I have to tell you that I wanted to look up some stats to write this post and include some handy information and what I found was a treasure trove of information.  The Pedestrian and Traffic Safety in Parking Lots at SNL/NM: Audit Background Report is a 57 page pdf that has more information than you ever wanted to know about parking lot safety.  If you want more information after you read my article please check it out!

-Drivers Are Distracted In Parking Lots

The NSC.org website says, “In an NSC public opinion poll, 66% of drivers nationwide said they would make phone calls while driving through parking lots. Respondents also said they would:

  • Program GPS systems (63%)
  • Text (56%)
  • Use social media (52%)
  • Send or receive emails (50%)
  • Take photos or watch videos (49%)

NSC found teen drivers (59%) were more likely to engage in personal grooming than adults (53%) while driving in parking lots, but less likely to be on the phone (60% vs. 66%).”
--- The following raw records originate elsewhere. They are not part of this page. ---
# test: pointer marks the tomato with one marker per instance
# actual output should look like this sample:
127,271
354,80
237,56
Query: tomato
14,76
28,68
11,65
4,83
-Pedestrian Parking Lot Safety

  • -Be hyper-aware of your surroundings when walking across parking lots.  Like my daughter says, look both ways as if it were a busy street.
  • -Always make eye contact and wait for the driver to signal you across.  Don’t just walk and assume that they’ll see you and stop for you.  Drivers are distracted in parking lots, remember?  Don’t assume.
  • -Walk on sidewalks and crosswalks when possible.  Make it easy for drivers to see you.
  • -If the weather is bad wear the appropriate shoes.  You don’t want to slip and fall and not be seen by a driver.  I personally know someone who accidentally ran over a man’s legs who was knelt down in a dark parking lot.  He ended up surviving and making a full recovery but it was a terrible ordeal just the same.
  • -Many accidents happen when cars are backing up and don’t see people behind them.  I like to walk quickly behind running cars juuuust in case they back up suddenly without looking first.
  • -Get off your cell phone.  I am constantly amazed by the number of people looking at their phones while walking through parking lots.  It’s not smart.

-Driver Parking Lot Safety

  • -When possible choose a pull through spot to avoid having to back up.
  • -When you have to back up double check that there isn’t anything or anyone behind you before driving in reverse.
  • -Avoid driving through a parking lot and stick to the driving lanes.
  • -Slow down.  Parking lots have 10-15 MPH speed limits for a good reason.
  • -Keep an eye out for kids.  Please keep an eye out for little ones that may dart away from their mother’s grip.
  • -This is the same advice that I listed above for pedestrian safety and in my Tips for Teen Drivers, leave your phone alone.  Leave it in your bag.  Don’t drive distracted.  If it’s so urgent that you need to attend to something, pull into a parking spot for a moment before driving on.

What are some things you implement to try and stay safe in parking lots?